Подвернулся бортовой «Урал», на который я даже и не попытался влезть. Решил добираться пешком. Брел потихоньку по дороге из уложенных прямо на песок бетонных плит, с интересом поглядывая по сторонам. Мне было интересно, никогда раньше я не бывал в местах таежных, а здесь этой тайги сколько хочешь. По сути, пятачок, отвоеванный у природы и слегка цивилизованный типовыми пятиэтажками. И повсюду меня сопровождал переменчивый от порывов ветерка не то звон, не то шум непонятного мне происхождения. Весна здесь еще только началась: взгляд постоянно натыкался на снежные «пятаки», затаившиеся в укромных от солнца местах. У попавшегося мне навстречу прохожего я попросил объяснить причину шума, начавшего уже надоедать. Ответ его был лаконичен:

— Компрессорные. Газ перекачивают.

Все сразу встало на свои места: выходит, придется привыкать, ради меня компрессоры не заглушат.
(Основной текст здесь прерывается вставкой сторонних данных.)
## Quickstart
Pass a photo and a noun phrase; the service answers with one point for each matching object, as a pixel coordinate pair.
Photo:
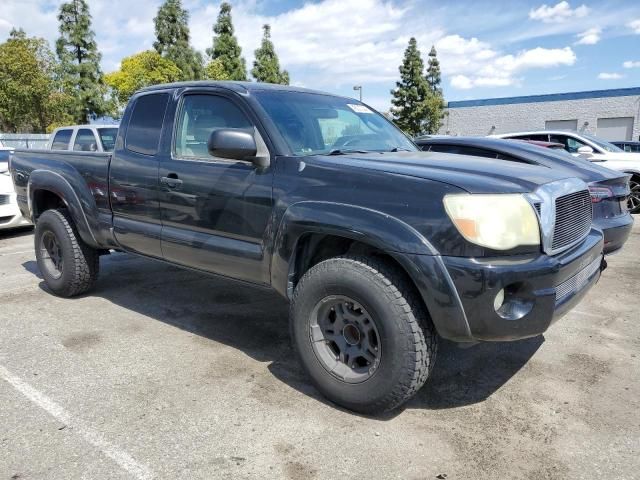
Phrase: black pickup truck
(380, 248)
Я пошел дальше. Впереди снова появились пятиэтажки. Слева, по мере приближения, блестящие здания компрессорных станций становились все выше, а гул все пронзительнее. Наконец, когда я миновал Т-образный перекресток, начались первые строения: панельно-щитовой барак с отдельно вкопанным щитом, извещавшим, что в бараке размещается ПМК треста «Сибкомплектмонтаж», далее шел длинный деревянный забор с арочными воротами, распахнутыми настежь. Над воротами красовалась надпись из четырех букв: «УПТК», а метров через двадцать гостеприимно согревала взгляд вывеска на дощатом бараке: «Вино». Я решил зайти. Сашка Черкасов как-то обмолвился, что отец у него мужик мощный, бутылку водки выпьет, и ни в одном глазу. Выходит, я с его отцом в разных весовых категориях: мне, чтобы отрубиться, и стакана много.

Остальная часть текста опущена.